R/read_workouts.R

Defines functions read_workouts.gcod_db

Documented in read_workouts.gcod_db

#' Read the workout files, and wrangle and organize them into lists of
#' [`trackeR::trackeRdata`] objects for further processing into the
#' `trackeR` R package.
#'
#' @param object an object of class `gcod_db`, as produced from
#'     [`download_workouts()`] or [`extract_workouts()`].
#' @param verbose logical determining whether progress information
#'     should be printed. Default is `FALSE`.
#' @param clean_db logical determining whether the workout
#'     sub-directories should be deleted after processing. Default is
#'     `TRUE`.
#' @param write_rds logical determining whether the processed
#'     `trackeRdata` objects should be written in the workout archive
#'     directory. Default is `TRUE`.
#' @param ... other arguments to be passed to [`extract_workouts()`].
#' @rdname read_workouts
#'
#' @details
#' If any of `local_perspective(object)$extracted` is `FALSE`, then
#' the workout files are extracted automatically using
#' [`extract_workouts()`] with `overwrite = FALSE` and `clean_up =
#' FALSE`.
#'
#' It is assumed that the filename for each workout corresponds to the
#' timestamp where the first observation is made for the
#' session.

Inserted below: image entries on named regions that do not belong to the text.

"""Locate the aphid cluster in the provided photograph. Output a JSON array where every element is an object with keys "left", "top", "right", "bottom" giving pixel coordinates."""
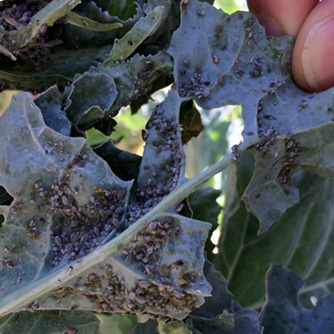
[
  {"left": 82, "top": 218, "right": 197, "bottom": 315},
  {"left": 122, "top": 218, "right": 180, "bottom": 276},
  {"left": 0, "top": 1, "right": 43, "bottom": 31},
  {"left": 31, "top": 153, "right": 126, "bottom": 265},
  {"left": 127, "top": 106, "right": 184, "bottom": 224},
  {"left": 178, "top": 62, "right": 211, "bottom": 99},
  {"left": 277, "top": 136, "right": 303, "bottom": 184}
]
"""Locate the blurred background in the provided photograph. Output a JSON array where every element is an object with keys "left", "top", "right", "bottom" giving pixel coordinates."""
[{"left": 0, "top": 0, "right": 248, "bottom": 253}]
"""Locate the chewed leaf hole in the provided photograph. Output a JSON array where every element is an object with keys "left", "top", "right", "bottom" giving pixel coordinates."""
[{"left": 0, "top": 186, "right": 14, "bottom": 206}]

Timestamps are in UTC.
#'
#' If the number of workout files in the archive of a particular
#' athlete ID does not match the number of workouts recorded in the
#' json files within that archive, then the workout files for the ID
#' are not read.
#'
#' @return
#' A list of [`trackeR::trackeRdata`] objects.
#'
#' @seealso
#' [`trackeR::trackeRdata()`] [`extract_workouts()`]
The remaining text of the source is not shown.